Interesting results. Can you try the benchmarks with rand_chars(16)? It
seems more appropriate since that is the way we call rand_chars.
Also, we should shoot for Benchmarks that take about 1s to finish. Much
shorter than that and the noise is too much. But we also don't want to
spend forever in the benchmark suite.
Can you tune the number of loops to shoot for around 1s?
Oh, and we should add a small comment to let us know that it was
actually benchmarked with different methods, and this was the fastest.
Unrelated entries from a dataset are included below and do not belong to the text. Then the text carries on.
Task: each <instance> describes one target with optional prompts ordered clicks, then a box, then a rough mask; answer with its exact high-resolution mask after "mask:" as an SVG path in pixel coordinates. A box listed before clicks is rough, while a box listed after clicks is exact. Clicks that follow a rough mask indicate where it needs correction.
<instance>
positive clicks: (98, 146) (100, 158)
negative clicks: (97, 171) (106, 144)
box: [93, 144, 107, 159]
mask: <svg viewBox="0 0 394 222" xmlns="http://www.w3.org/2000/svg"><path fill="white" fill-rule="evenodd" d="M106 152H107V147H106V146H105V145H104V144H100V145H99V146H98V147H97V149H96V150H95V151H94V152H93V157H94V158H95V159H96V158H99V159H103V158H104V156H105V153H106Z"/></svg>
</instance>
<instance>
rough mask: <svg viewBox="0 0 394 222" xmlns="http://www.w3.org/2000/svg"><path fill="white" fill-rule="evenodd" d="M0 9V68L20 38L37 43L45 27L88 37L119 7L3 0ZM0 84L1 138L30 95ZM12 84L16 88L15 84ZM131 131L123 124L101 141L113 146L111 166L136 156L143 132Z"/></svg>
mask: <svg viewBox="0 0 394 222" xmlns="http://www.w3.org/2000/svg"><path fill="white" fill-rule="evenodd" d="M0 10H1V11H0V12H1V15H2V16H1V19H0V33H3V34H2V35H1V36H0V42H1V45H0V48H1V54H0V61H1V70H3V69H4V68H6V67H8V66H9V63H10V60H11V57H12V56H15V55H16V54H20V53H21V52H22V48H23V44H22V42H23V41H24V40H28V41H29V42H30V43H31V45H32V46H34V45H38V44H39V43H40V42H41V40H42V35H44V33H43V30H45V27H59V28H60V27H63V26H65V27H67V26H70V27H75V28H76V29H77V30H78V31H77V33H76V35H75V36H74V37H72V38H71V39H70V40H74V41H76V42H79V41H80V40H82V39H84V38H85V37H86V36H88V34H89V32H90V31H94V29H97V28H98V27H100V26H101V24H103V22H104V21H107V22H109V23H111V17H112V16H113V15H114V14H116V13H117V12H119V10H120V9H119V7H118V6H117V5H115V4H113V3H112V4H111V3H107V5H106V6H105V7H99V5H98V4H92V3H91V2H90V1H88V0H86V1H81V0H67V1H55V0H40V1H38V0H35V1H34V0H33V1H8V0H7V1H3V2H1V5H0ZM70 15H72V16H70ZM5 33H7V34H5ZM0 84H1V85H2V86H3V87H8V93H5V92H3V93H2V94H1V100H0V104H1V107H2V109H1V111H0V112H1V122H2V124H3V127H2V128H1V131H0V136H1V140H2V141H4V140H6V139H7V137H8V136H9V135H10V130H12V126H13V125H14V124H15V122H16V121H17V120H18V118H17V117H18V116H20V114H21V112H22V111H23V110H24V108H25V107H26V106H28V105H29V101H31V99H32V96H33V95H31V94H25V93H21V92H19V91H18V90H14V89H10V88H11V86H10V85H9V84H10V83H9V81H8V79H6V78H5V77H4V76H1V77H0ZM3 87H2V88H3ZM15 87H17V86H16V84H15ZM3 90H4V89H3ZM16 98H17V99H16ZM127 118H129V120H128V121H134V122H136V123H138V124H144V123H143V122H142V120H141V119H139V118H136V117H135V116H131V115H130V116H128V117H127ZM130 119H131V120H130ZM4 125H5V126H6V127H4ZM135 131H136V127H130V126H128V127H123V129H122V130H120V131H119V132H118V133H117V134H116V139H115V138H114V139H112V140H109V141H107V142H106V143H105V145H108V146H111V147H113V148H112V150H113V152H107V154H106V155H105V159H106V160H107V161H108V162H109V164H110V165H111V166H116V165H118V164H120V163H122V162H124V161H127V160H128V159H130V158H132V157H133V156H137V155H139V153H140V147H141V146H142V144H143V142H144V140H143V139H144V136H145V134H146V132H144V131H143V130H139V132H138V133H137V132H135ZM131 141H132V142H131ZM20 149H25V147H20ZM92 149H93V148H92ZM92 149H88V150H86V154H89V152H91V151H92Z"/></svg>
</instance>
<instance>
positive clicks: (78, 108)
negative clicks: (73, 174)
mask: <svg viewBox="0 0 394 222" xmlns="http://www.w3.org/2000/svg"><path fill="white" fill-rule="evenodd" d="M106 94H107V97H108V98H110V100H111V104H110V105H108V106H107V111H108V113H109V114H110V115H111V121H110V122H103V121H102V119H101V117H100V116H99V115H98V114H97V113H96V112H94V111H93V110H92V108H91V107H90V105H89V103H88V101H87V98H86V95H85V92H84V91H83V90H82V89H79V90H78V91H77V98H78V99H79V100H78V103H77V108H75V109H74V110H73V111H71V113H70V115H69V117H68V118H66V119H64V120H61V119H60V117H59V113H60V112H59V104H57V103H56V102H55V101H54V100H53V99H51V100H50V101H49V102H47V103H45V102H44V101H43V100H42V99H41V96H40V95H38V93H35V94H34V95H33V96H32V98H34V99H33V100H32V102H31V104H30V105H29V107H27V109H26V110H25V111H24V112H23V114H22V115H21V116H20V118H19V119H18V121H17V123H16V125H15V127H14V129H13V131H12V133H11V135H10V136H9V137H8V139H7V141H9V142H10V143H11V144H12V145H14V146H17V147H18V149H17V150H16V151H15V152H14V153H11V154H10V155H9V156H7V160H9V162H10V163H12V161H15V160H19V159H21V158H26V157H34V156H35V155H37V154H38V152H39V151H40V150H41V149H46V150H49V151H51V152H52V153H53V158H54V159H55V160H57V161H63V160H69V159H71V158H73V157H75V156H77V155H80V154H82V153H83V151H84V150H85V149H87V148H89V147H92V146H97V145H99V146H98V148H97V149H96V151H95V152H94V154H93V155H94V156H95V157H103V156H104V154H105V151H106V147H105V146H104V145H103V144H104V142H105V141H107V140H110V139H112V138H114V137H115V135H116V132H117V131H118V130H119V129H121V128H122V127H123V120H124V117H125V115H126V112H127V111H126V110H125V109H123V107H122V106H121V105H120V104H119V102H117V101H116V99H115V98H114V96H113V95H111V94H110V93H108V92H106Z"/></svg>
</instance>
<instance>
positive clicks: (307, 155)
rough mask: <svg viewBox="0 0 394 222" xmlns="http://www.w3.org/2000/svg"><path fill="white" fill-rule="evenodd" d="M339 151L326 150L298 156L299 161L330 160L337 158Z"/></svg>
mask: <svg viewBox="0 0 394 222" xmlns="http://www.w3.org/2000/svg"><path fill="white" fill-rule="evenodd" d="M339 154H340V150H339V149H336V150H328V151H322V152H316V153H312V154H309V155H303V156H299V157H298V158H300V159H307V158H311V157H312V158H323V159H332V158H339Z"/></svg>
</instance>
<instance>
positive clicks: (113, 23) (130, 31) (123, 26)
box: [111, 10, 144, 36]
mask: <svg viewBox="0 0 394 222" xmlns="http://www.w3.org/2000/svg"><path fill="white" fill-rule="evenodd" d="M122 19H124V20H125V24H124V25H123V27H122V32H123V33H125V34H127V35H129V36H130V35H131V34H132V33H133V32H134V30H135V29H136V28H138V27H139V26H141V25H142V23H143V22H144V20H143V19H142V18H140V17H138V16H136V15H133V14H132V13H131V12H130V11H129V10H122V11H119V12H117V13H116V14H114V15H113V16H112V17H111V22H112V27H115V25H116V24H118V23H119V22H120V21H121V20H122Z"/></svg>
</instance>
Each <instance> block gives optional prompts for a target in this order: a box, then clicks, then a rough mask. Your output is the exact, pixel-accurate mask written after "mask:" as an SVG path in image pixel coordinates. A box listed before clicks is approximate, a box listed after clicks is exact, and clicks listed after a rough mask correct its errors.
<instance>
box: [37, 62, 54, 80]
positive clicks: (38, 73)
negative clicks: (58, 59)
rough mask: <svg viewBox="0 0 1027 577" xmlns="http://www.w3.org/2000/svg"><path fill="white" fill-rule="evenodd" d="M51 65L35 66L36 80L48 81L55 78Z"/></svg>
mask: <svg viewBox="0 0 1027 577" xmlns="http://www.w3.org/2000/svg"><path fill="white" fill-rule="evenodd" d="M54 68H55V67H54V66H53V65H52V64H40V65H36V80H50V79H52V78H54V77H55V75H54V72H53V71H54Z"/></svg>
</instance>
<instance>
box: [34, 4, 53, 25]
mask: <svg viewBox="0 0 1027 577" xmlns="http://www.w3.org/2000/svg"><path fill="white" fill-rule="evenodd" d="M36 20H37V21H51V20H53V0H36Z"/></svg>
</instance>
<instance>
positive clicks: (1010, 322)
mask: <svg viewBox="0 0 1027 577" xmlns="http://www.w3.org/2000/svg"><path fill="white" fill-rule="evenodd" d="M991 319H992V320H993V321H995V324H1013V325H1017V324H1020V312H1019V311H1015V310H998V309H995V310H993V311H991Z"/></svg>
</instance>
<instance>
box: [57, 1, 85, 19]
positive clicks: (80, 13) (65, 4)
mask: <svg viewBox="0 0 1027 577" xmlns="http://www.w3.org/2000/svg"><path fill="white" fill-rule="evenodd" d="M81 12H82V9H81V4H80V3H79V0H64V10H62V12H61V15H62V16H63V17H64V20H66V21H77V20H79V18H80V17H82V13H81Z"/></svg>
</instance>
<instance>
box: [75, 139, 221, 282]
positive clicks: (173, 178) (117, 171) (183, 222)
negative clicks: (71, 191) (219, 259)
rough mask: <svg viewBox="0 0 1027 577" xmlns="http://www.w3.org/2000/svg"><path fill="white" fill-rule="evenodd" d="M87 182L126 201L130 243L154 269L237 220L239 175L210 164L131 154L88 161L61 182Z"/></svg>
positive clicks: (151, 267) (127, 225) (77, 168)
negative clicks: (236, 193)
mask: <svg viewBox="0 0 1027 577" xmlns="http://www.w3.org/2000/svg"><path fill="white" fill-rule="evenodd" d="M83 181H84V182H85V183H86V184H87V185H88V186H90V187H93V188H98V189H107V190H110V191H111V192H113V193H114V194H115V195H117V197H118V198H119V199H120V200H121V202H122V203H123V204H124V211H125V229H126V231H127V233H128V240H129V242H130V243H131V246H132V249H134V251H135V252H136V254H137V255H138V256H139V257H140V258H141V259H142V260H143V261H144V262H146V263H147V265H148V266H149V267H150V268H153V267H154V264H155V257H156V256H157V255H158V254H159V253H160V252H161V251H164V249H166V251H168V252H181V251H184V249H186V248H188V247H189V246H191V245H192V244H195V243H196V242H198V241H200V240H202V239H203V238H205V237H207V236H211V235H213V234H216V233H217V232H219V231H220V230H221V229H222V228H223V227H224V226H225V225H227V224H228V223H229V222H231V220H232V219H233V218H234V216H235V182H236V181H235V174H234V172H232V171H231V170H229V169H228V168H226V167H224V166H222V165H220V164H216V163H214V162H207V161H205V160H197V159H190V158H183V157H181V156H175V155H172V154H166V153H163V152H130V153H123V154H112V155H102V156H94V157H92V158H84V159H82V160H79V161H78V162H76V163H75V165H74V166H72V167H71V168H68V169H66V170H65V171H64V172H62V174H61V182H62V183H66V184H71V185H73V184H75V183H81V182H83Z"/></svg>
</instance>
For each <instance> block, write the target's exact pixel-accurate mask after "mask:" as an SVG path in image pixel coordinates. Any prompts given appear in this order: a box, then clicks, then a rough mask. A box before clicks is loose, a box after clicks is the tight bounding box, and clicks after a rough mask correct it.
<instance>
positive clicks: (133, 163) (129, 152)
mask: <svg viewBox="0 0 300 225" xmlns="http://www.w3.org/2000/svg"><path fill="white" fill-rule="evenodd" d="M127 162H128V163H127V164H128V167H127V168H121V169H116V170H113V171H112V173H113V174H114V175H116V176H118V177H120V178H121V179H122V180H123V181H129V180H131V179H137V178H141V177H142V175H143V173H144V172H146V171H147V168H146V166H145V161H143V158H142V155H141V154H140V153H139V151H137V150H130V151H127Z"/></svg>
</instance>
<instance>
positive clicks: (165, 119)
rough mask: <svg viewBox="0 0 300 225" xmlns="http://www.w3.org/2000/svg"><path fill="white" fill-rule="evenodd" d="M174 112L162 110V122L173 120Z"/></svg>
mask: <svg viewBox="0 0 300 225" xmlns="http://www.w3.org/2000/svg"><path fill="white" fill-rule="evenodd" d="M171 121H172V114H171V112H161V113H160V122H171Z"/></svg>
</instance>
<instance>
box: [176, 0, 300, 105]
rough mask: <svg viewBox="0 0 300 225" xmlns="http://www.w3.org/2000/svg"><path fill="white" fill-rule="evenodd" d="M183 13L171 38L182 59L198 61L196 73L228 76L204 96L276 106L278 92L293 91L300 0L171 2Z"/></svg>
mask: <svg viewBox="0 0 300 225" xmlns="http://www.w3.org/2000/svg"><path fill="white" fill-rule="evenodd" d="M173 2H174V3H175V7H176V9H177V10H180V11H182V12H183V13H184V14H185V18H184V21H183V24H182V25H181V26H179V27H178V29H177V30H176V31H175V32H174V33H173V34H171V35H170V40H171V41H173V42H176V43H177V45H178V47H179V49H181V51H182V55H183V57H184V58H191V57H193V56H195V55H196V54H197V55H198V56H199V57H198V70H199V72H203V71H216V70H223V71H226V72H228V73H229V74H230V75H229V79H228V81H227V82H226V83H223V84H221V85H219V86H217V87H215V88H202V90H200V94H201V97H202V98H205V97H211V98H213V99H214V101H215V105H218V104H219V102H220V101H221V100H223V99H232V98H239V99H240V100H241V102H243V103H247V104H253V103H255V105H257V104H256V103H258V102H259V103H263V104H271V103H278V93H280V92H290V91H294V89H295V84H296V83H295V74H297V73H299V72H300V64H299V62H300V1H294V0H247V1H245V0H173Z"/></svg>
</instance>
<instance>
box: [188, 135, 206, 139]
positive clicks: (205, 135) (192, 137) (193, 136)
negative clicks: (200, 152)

That helps keep people from wondering if it should be done a different way.
On my machine, it is
original 8421ms
for loop 7200ms
list comp 6916ms
Now, these are with rand_chars(16).
For me, dropping the number of loops to 30,000 put the test suite about
where I would want it, time wise.
And I tried to genuine comparisons between the list comprehension and
the for loop, but basically they were well within the noise margins.
I'm generally positive about this change. Though I'm curious if you were
seeing rand_chars() being a measurable overhead. It isn't something that
we call a lot. (We call it once per invocation, regardless of the number
of files, and then another time for revision ids).
I'm happy to have fast functions, just curious what you saw here.
John
=:->
PS> If you change it to run in approx 1s, and put some comments as to
why we are using a for loop, +1 from me.